The producers of Broadway’s Hadestown and Jujamcyn Theaters have apologized to an audience member with hearing loss whose use of a captioning device drew repeated onstage reprimands from one of the musical’s stars who mistakenly assumed the device was recording the performance.
‘A Wrinkle In Time’ Set For Stage Musical Adaptation
Audience member Samantha Coleman posted a tearful Instagram video last night describing the “horrifying and embarrassing experience” of being called out by Lillias White from the stage “not once but twice, at least.” She said the incident was both hurtful and “super embarrassing” and left her feeling “ostracized and publicly ridiculed.”
Coleman, who was seated in the front row at the Jujamcyn-owned Walter Kerr Theatre, acknowledged that she didn’t believe White acted out of malice but rather misunderstanding. “But we still need to talk about it,” Coleman said.
White joined the show just last month, succeeding André De Shields in the role of Hermes.
Watch Coleman’s Instagram video below.
In a statement provided to Deadline, the musical’s producers, along with Jujamcyn, affirmed their “commitment to accessibility in all forms.”
“The incident yesterday is a reminder that this is an ongoing process needing constant revisiting and renewal,” the statement continues. “Providing access is also about educating everyone in the theater about how we can be more supportive. We are reviewing our policies and internal protocols to ensure this doesn’t happen again.
“We extend our deepest apologies to Samantha,” it continues, “and extend our gratitude to her for sharing her experience so that it can be addressed.”
A spokesperson for Hadestown said the production “also connected directly with Samantha earlier today to convey their apologies and thank her directly for bringing this to their attention.”
Coleman didn’t specifically identify the type of captioning device she used, but Broadway theaters are equipped with relatively new captioning technology — most widely the Shubert-owned GalaPro system — that can be accessed via smartphone apps.
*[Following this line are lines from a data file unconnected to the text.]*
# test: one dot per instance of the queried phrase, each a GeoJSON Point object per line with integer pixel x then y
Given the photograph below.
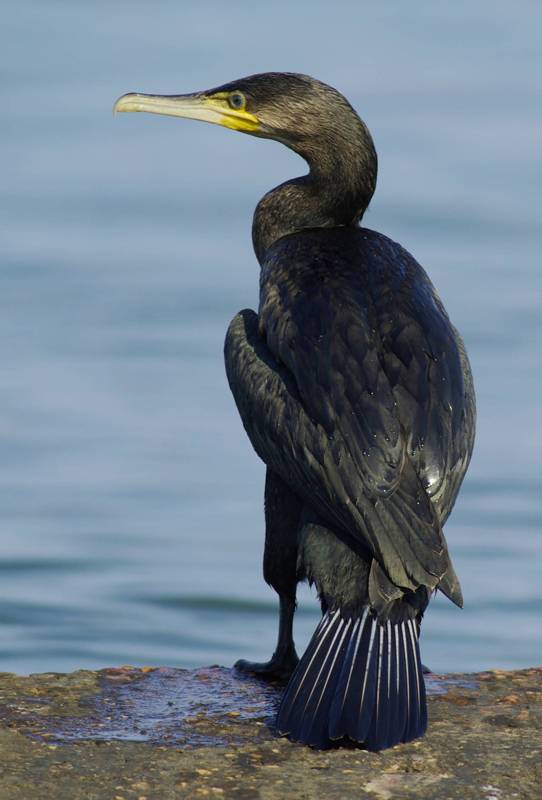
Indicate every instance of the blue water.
{"type": "Point", "coordinates": [131, 502]}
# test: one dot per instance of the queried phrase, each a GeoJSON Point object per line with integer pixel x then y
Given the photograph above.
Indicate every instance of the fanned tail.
{"type": "Point", "coordinates": [358, 679]}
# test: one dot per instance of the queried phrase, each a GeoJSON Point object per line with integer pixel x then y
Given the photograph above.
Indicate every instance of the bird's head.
{"type": "Point", "coordinates": [297, 110]}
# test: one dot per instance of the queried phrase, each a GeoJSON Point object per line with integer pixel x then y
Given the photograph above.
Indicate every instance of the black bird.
{"type": "Point", "coordinates": [356, 391]}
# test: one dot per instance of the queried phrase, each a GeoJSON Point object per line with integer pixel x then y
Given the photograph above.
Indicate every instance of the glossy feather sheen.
{"type": "Point", "coordinates": [333, 418]}
{"type": "Point", "coordinates": [355, 390]}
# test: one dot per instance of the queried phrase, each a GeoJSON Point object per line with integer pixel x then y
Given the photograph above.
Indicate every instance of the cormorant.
{"type": "Point", "coordinates": [355, 390]}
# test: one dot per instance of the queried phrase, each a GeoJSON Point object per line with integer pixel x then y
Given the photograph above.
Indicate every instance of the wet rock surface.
{"type": "Point", "coordinates": [129, 733]}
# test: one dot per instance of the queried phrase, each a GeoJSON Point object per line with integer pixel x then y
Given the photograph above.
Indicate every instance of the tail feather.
{"type": "Point", "coordinates": [358, 679]}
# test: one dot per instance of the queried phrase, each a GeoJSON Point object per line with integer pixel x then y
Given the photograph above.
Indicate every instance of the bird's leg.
{"type": "Point", "coordinates": [282, 515]}
{"type": "Point", "coordinates": [284, 660]}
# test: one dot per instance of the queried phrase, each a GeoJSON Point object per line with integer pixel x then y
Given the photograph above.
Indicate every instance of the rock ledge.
{"type": "Point", "coordinates": [154, 734]}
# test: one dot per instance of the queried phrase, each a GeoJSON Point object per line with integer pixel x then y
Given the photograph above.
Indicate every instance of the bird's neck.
{"type": "Point", "coordinates": [336, 191]}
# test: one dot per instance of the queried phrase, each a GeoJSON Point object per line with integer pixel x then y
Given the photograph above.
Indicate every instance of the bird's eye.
{"type": "Point", "coordinates": [237, 100]}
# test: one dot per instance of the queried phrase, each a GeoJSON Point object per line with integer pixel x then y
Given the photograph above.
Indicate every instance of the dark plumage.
{"type": "Point", "coordinates": [355, 390]}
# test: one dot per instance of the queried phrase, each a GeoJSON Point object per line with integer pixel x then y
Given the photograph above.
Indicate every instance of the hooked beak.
{"type": "Point", "coordinates": [208, 108]}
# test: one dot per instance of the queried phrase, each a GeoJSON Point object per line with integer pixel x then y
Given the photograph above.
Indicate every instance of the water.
{"type": "Point", "coordinates": [131, 502]}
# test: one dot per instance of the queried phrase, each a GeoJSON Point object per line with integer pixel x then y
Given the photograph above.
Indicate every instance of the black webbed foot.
{"type": "Point", "coordinates": [277, 668]}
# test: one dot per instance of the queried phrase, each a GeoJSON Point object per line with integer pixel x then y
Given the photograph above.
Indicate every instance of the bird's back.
{"type": "Point", "coordinates": [359, 288]}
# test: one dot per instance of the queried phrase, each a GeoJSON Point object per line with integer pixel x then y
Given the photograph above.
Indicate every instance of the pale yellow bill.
{"type": "Point", "coordinates": [213, 108]}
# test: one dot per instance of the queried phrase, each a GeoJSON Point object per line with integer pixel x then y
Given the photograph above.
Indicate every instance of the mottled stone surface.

The app is designed to lessen screen light for in-theater use to minimize audience distraction, but from the stage its use on a smartphone might be mistaken for illegal recording.
In a written statement accompanying her Instagram video, Coleman writes that she went public with the incident to “prevent another horrifying and embarrassing experience for someone else.” She called the experience “my worst fear, and it was realized. i don’t know if/when i’ll feel comfortable using a captioning devices again.”
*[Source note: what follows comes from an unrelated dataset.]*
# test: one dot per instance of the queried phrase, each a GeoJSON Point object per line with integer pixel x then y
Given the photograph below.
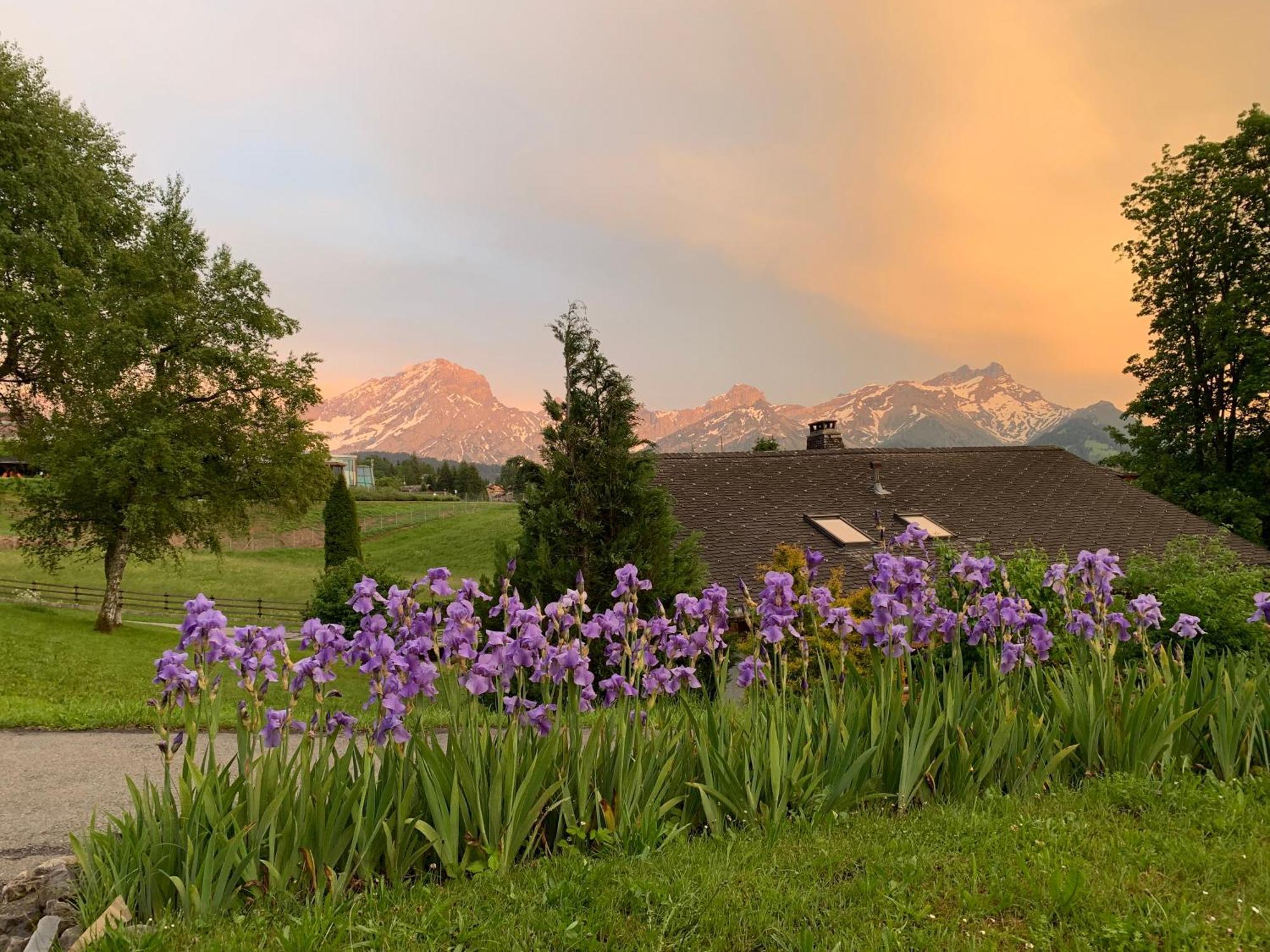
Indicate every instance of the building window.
{"type": "Point", "coordinates": [925, 522]}
{"type": "Point", "coordinates": [839, 530]}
Theater, she writes, “systemically is an exclusionary space for people who are disabled, has always been. this is just shining a light to that. if we do not address the underlying issues of inequality in theatre, we will never truly progress as an industry. we are just now reaching the technological peak, where tech can allow more people to see & understand theatre. as we continue to make inclusionary progress in the audience tech, how do we create an equitable experience for every person in the building? can we push ourselves, to strive to do better? can we allow everyone to experience theatre?”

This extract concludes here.